Il cliente che, incurante del prezzo presente sul sito internet del rivenditore, si reca in uno dei punti vendita della stessa insegna deve poter godere degli stessi diritti di chi si prepara all’acquisto consultando i diversi prezzi on-line. Non si può confidare nell’ignoranza del consumatore per vendere un articolo ad un prezzo più alto rispetto a quello proposto sul proprio e-commerce. E non ci si può mascherare dietro ai propri addetti vendita, che sottoposti alle continue pressioni del tipo “Su internet l’ho visto a meno”, “Come mai sul vostro sito costa meno?”, “Posso averlo al prezzo del sito?”, si arrabattano come possono dando spiegazioni astruse ad un fenomeno che non riescono a spiegare.

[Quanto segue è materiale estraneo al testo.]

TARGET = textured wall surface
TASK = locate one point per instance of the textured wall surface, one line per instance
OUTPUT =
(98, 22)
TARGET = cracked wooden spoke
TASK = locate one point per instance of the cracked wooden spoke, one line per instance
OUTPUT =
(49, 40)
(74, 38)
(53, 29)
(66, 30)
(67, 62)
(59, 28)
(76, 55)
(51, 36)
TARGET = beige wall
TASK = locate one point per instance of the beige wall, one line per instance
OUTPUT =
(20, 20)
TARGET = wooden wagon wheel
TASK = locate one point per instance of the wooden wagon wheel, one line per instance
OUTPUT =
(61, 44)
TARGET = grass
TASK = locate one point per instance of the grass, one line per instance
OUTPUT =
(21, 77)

“Su internet costa meno perché ci sono meno costi rispetto al negozio”. È la risposta più errata che si possa dare. Il prodotto che si vende nei negozi, nel caso dell’elettronica è lo stesso che si vende on-line. Il consumatore finale è portato quindi a pensare che il prezzo corretto del prodotto sia quello visto on-line. Che è quasi sempre più basso rispetto a quello del negozio. Rispondere in questo modo è come ammettere che la colpa di quel rincaro risiede nel costo della forza lavoro degli addetti

“Sul nostro sito costa meno perché dobbiamo competere con Amazon”. Il cliente va in confusione all’ammissione stessa dell’assenza di ‘competitività’. Perché dovrebbe comprare ad un prezzo più elevato rispetto alla concorrenza?

“Non posso darle il prodotto al prezzo del sito perché in quel caso lo riceverebbe tra un paio di giorni, mentre qui glielo posso consegnare subito”. Solitamente di fronte a questa risposta il cliente più scafato accetta l’attesa, e incassa lo sconto. Chi ha urgenza di avere il prodotto, invece, ha la sensazione di aver pagato una gabella in più per l’immediata soddisfazione del proprio bisogno.

Il commento che abbiamo ricevuto, e per il quale ringraziamo il nostro fedele lettore, non parla unicamente di prezzi. Ci si chiede come mai si stia sacrificando l’attenzione per il cliente che abitualmente frequenta i negozi, con il quale possiamo parlare ed entrare in empatia, dando la priorità a chi si nasconde dietro una e-mail, ordina il prodotto, lo ritira e scappa via senza nemmeno salutare.

Ci piacerebbe molto avere la soluzione a portata di mano, ma non è facile. Da un lato le aziende cercano di essere al passo coi tempi sviluppando siti di e-commerce che portano sempre più fatturato, dall’altro si cerca di creare margine con il valore aggiunto che si può trovare in negozio. Avere in punto vendita lo stesso prezzo del sito on-line non è economicamente sostenibile, lo sappiamo, ma proprio per questo motivo si sta sempre più diffondendo l’idea che acquistare in negozio costa di più, e nemmeno questo alla lunga sarà sostenibile. A meno che non si inizi a ricevere un trattamento diverso nei negozi. Addetti più preparati, gentili e disponibili. Un’esperienza d’acquisto diversa per il consumatore. A quel punto si potrebbero davvero distinguere i due mondi. Come già succede tra ordinare una cena a domicilio e andare di persona al ristorante. Perché se il prodotto che acquisto è lo stesso, e ricevo lo stesso servizio di assistenza, consulenza e post-vendita, se non inferiore, a quello offerto da Amazon, allora che si parli pure di discriminazione.